Dr. Valerie Montgomery Rice, incoming president at the Morehouse School of Medicine in Atlanta, will be the keynote speaker at the Women of Color Luncheon, where the recipient of the prestigious Davis-Galloway Award will be presented.

Dr. Montgomery Rice has distinguished herself as a leader and an expert in women’s health throughout this nation, without question, she has made history. The natural born leader has been appointed the new president of Morehouse School of Medicine—the nation’s first African American woman to lead a free-standing medical school, effective July.

Rice’s selection is a remarkable accomplishment. Many women laud this appointment because of the under-representation of Black women in science, technology, engineering, and math (STEM) fields. This position makes a bold statement in reality beyond rhetoric.
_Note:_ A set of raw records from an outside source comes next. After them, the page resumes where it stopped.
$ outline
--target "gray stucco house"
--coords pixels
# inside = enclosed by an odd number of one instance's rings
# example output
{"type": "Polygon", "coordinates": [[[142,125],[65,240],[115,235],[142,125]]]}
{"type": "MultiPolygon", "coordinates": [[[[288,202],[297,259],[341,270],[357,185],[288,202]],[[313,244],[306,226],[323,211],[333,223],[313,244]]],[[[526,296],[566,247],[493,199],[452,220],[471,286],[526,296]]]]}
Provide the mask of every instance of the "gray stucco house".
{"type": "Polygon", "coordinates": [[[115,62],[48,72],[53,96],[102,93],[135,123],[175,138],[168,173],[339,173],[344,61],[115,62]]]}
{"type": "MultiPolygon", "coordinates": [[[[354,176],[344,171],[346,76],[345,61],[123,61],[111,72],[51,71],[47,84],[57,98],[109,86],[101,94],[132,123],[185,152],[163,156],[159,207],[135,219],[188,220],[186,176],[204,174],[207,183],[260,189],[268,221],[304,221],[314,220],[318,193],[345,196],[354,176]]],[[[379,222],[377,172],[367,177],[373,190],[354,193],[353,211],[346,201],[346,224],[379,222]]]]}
The Macon, Georgia, native and Harvard-educated obstetrician and gynecologist has an outstanding resume and career. Among her many triumphs is her founding of Meharry’s Center for Women’s Health Research in Nashville. The Center has been credited as one of the nation’s first research facilities devoted exclusively to studying diseases that disproportionately impact women of color.

Rice says that despite her success, she still has more to accomplish.

She is on a mission to keep MSM relevant, while staying true to its original ideals to diversity the workforce and work towards the elimination of health disparities.

Veronica Marable Johnson, president of the Nashville Metropolitan Chapter said: “We are honored to have these distinguished professionals to be a part of our 2014 conference. They are leaders, and caring women who continue to blaze new paths for us all.

The Davis-Galloway Empowerment Award will be presented at the luncheon in addition to Dr. Rice’s talk. This prestigious award, presented annually, was established to recognize the leadership, advocacy and community service contributions of African American women. The award named its first honorees in March 2004 and was presented to its namesakes the late Ivanetta Hughes Davis and Lettie S. Galloway, two outstanding charter members of the National Coalition of 100 Black Women, Inc., Metropolitan Nashville Chapter as well as the Nashville community.

“The contributions of Black women are evident throughout Nashville and the world. The 2014 nominees are true representatives of the award namesakes as well as having established an outstanding body of work in their careers,” said Johnson.